We’re also following COVID-19 safety precautions and staying abreast of current state and CDC guidance so that we can safely welcome back visitors for popular events like the Wine & Oyster Festival on Sept. 18-19 and Christmastide in December.
On the heels of the social justice movements last year, many institutions have reflected on their histories – some going as far as changing names or removing monuments and tributes. How has this impacted Stratford Hall?
We are hard at work examining both our legacy and our future as an organization founded as a memorial to Robert E. Lee at a time when our state and nation are grappling with the continued impacts of slavery and racial inequality.
In this area, Stratford Hall has had a long tradition of interpreting the vast colonial history of the plantation that stretches back decades before Robert E. Lee was born in 1807, including a focus on earlier generations of the Lee family and the enslaved community that lived and labored on the site for generations.
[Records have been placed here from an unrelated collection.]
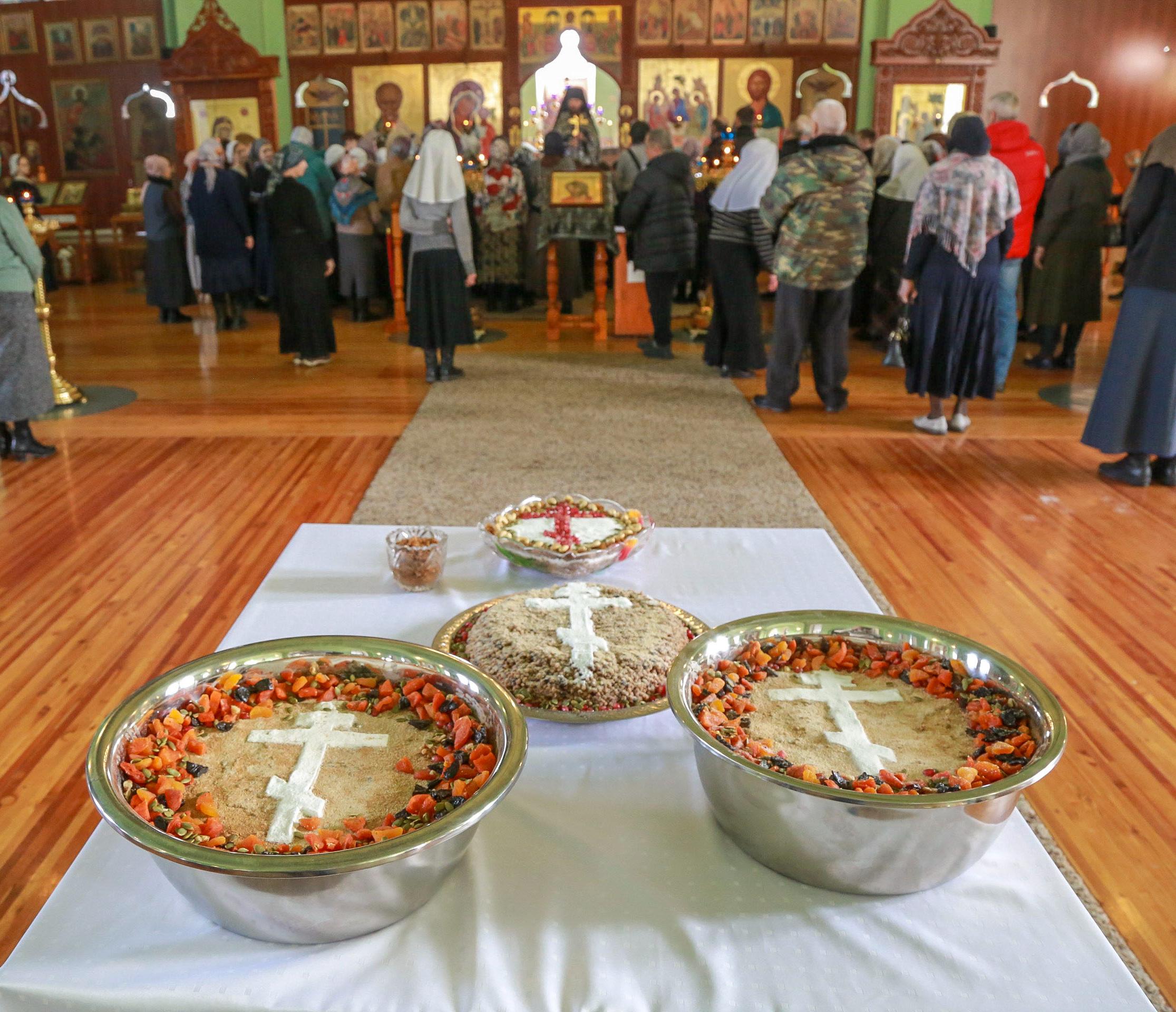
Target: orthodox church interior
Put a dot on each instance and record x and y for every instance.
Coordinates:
(730, 680)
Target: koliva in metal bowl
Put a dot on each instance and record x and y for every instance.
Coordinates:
(308, 897)
(846, 840)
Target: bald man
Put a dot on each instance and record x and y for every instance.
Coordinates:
(818, 206)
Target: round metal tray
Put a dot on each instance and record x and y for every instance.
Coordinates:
(841, 840)
(444, 641)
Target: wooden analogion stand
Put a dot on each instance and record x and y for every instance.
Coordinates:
(598, 320)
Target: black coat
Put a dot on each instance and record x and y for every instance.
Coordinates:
(219, 214)
(1152, 231)
(1068, 289)
(659, 214)
(302, 249)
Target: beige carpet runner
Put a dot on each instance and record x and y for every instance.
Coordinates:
(669, 437)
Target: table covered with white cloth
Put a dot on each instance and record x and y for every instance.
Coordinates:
(601, 884)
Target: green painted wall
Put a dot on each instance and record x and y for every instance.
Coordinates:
(263, 24)
(880, 21)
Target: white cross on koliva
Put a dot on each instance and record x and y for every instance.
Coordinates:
(831, 689)
(580, 600)
(322, 729)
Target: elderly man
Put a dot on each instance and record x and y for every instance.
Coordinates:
(796, 137)
(818, 206)
(1027, 161)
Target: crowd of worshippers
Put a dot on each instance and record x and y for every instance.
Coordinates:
(932, 245)
(936, 241)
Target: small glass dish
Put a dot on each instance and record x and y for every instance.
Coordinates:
(416, 556)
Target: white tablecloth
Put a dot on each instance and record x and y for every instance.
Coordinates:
(601, 883)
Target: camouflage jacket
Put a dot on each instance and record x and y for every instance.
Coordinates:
(818, 206)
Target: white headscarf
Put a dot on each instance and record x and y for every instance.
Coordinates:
(747, 182)
(907, 173)
(435, 177)
(211, 155)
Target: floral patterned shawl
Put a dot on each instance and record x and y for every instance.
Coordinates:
(964, 202)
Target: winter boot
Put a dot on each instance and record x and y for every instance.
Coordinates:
(449, 371)
(25, 446)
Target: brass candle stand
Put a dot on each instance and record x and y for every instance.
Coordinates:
(64, 392)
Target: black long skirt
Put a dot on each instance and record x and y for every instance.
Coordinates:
(226, 274)
(1135, 408)
(438, 301)
(304, 303)
(735, 338)
(166, 274)
(953, 328)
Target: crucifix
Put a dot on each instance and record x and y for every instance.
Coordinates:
(322, 729)
(580, 600)
(832, 690)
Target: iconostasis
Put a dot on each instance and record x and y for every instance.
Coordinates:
(85, 66)
(495, 67)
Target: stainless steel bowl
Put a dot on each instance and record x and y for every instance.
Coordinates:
(841, 840)
(309, 898)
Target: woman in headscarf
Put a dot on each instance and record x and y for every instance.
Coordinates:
(261, 169)
(25, 387)
(741, 245)
(1067, 278)
(1134, 412)
(302, 264)
(934, 147)
(578, 127)
(889, 227)
(501, 210)
(191, 160)
(441, 268)
(224, 236)
(961, 227)
(164, 268)
(357, 216)
(24, 190)
(567, 251)
(886, 147)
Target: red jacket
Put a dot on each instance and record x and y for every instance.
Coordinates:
(1026, 160)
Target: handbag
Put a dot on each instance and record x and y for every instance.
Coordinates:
(899, 343)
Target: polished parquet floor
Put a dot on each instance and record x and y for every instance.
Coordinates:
(138, 544)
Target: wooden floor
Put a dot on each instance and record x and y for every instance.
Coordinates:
(139, 543)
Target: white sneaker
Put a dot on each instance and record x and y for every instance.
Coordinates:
(936, 427)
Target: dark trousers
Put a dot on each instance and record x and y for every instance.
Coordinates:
(819, 319)
(1051, 334)
(660, 287)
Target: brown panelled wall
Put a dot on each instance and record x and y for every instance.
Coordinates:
(36, 75)
(1119, 46)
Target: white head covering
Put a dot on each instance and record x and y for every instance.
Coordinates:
(907, 172)
(212, 157)
(886, 147)
(747, 182)
(436, 176)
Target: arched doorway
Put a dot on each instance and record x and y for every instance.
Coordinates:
(542, 92)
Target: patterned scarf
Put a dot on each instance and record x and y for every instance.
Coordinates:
(964, 202)
(351, 193)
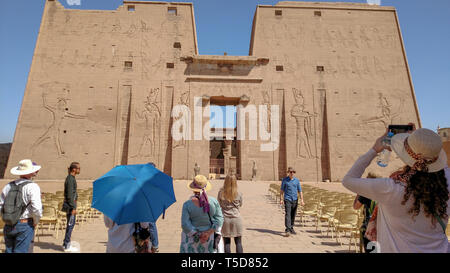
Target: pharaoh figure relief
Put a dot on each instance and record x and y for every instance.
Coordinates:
(184, 100)
(266, 103)
(151, 114)
(59, 112)
(387, 116)
(304, 122)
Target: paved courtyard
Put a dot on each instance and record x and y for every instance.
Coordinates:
(263, 224)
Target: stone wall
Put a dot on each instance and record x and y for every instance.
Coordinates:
(103, 84)
(5, 149)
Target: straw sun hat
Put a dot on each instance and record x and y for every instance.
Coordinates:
(25, 167)
(422, 143)
(200, 182)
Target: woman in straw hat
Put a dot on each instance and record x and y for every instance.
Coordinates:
(19, 233)
(200, 218)
(413, 203)
(230, 201)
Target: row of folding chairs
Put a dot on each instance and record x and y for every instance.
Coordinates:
(54, 219)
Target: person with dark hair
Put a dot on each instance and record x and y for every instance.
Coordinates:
(369, 206)
(70, 204)
(412, 204)
(289, 192)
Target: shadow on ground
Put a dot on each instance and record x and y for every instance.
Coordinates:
(45, 245)
(262, 230)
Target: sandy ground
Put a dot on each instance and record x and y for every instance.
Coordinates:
(263, 222)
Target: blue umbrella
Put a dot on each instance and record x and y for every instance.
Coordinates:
(133, 193)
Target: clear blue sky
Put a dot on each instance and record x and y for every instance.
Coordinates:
(225, 26)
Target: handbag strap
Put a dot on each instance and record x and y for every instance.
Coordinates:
(440, 222)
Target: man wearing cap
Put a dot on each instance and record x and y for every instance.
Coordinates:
(18, 236)
(290, 186)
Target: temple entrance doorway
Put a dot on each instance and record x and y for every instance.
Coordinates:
(224, 146)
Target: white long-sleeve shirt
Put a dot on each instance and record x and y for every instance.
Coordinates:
(120, 238)
(31, 194)
(397, 231)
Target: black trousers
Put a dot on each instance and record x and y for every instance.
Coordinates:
(290, 208)
(237, 242)
(71, 219)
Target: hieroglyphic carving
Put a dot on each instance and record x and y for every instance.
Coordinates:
(355, 36)
(267, 103)
(196, 169)
(303, 125)
(59, 112)
(152, 115)
(184, 100)
(387, 115)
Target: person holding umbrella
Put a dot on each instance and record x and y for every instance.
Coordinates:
(120, 237)
(201, 217)
(131, 197)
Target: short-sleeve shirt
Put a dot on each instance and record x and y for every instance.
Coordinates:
(290, 188)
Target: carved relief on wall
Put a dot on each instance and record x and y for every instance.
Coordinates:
(355, 36)
(388, 112)
(151, 115)
(304, 121)
(183, 100)
(59, 112)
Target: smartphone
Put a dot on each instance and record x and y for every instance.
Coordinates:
(398, 129)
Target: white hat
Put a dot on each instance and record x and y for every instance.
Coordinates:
(25, 167)
(423, 143)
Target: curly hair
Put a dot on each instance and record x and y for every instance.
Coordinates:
(429, 190)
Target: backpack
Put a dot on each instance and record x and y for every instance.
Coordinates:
(13, 207)
(141, 238)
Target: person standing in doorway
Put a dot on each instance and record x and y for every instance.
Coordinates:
(290, 189)
(70, 204)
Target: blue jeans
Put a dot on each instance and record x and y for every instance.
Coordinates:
(71, 219)
(18, 237)
(290, 208)
(153, 234)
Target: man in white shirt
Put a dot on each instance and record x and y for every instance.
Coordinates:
(18, 236)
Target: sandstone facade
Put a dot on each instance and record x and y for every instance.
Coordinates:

This summer we hosted an inaugural First Africans Day program to commemorate the earliest Africans and African Americans who arrived to build the Great House in the early 18th century. Over 30 descendants of the enslaved community and numerous neighbors joined the day’s program of music, storytelling, tours and lectures.
Historic sites provide the chance to learn about our past, even the difficult chapters, and it’s important that visitors can see themselves in the history that we’re portraying. To that end, it remains critical that the stories we’re sharing here at Stratford Hall are reflective of not just the Lee men known from the history books, but also the women and enslaved community here, and even the Native Americans who were first on the land where this plantation was later built.
If you looked into your crystal ball, what do the next five years look like for Stratford Hall?
I see a vibrant period of strategic planning in Stratford Hall’s future—numerous community conversations and stakeholder discussions working to develop a shared vision for this incredibly powerful historic place. At the end that period, I see a thriving site alive with community members, history-buff tourists, naturalists and fossil-hunters exploring our rich collections and natural resources, all leaving inspired to carry forth our mission of preservation, conservation and education.